Any questions please don’t hesitate to ask – even questions on Gaelic grammar!

Thanks for reading.

Kindle Delights – Taking A Break From the Main Story

Erikson_MidnightThose who have been following me since I started blogging on here will know that I am currently working my way through Steven Erikson’s ten part epic “The Malazan Book of the Fallen”. Well I have just finished book five, Midnight Tides and have cracked open book six, The Bonehunters. Not going to give a review of book five as I don’t think I have the expertise to really critique the work of someone like Erikson. That and I don’t want to give spoilers to those who may be interested enough in my posts to start reading Erikson themselves. With that in mind I would say that what follows contains some minor spoilers, although nothing that would in any way affect your enjoyment of the series. Now onto the point of this blog. That points is to discuss what Erikson chose to do in book 5, namely to move away almost completely from the story so far.

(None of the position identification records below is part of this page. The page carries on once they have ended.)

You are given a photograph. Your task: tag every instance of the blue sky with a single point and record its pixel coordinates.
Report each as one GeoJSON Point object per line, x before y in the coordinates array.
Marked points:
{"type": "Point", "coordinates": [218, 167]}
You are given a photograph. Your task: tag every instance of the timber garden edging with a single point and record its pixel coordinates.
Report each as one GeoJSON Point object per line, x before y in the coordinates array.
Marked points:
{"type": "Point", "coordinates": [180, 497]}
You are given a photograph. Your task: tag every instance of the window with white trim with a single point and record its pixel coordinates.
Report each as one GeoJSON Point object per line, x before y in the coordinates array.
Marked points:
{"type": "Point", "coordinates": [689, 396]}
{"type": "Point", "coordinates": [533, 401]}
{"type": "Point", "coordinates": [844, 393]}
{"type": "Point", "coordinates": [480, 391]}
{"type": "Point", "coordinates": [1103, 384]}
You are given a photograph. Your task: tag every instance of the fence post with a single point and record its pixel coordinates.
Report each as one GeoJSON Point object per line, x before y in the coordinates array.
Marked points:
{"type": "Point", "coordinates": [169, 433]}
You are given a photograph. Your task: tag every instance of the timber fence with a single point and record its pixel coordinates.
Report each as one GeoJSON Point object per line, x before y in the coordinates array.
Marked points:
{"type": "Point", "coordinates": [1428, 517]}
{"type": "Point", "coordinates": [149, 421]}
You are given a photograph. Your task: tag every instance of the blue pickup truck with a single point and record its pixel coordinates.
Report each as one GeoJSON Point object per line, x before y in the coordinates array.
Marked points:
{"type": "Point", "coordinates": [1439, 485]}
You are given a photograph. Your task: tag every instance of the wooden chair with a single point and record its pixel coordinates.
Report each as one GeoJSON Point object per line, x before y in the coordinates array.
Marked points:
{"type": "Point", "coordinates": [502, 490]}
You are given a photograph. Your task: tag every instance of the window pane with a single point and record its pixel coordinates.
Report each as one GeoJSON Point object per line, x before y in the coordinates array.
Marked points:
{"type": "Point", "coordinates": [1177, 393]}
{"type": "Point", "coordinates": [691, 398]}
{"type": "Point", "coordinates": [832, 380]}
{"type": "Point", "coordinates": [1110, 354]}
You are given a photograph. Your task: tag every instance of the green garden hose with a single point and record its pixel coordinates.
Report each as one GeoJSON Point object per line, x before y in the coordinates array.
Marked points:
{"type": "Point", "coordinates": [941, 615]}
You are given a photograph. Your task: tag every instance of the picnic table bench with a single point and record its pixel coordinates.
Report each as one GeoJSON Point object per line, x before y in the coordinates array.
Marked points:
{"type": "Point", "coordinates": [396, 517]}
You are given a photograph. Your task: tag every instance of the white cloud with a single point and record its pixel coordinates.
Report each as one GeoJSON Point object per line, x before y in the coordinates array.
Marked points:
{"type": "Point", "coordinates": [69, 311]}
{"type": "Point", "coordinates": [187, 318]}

The first four books in the series are all set in the same two locations. There are common characters between all of the books. In short the first four books feel like one large story. It’s not a straight forward tale by any means and the books do cover different, as well as on occasions, the same time periods. However, it is one coherent story. You definitely feel that one continuous epic tale is being woven. The fourth book, House of Chains, ends at a point where you are definitely thinking “I wonder what will happen next?”. Well what happens next is Midnight Tides. The fifth instalment in the Malazan series moves location to a part of our world as of yet untouched by the Malazan empire. Hence we have new characters, new landscapes and new concepts. More importantly we have almost none of anything which was covered in the first four books.

The_Bonehunters_1st_edHaving completed Midnight Tides I have now read the first 50 or so pages of the The Bonehunters. This book takes off a matter of days after the end of House of Chains and thus continues the story we seem to have taken a one book time out from. Truth is I enjoyed Midnight Tides. However, I enjoyed it as I might any other piece of stand alone fantasy fiction. Of course there were tie ins to the other books in the series but so few of consequence that you could have easily read it at any point amongst the previous four. On reflection Erikson did something similar when he dedicated the first 200 pages of House of Chains to the back story of one relatively minor character. At the time this seemed excessive to me and still does. Question is even in a ten part epic can an author afford to move the focus away from the central plot line for so long ? For me the jury is still out.

Problem I had with Midnight Tides is that over the course of the first four books I had bought in to the characters, their issues, their world, their story. To then leave that behind for 700 pages seemed a risky strategy. Perhaps after four books Steven Erikson thought that his readers were already along for the ride. Thus a change of location and the start of what was in essence a completely new arc would be be accepted. Well, I am still reading so maybe he was right. That said I am glad to be back in the world of the first four books again.

From what I have read the characters and locations of Midnight Tides will return. By then they too will feel familiar. Hopefully though when they do return they mix in with the other characters and parts of the Malazan empire we already know. With only four books left after the one I am reading I don’t think we can afford to leave the central story again for too long without potentially losing readers with only a few laps to go. Just my opinion. I’m sure some Malazan aficionados will be scoffing at what I’ve written. No, I am not an expert on fiction and writing styles. I’m just a reader who thought what an author did was a bit strange! Yes, bring us new characters and new parts of your world but maybe do so while not leaving those we have come to know, love and hate out of our thoughts for so long.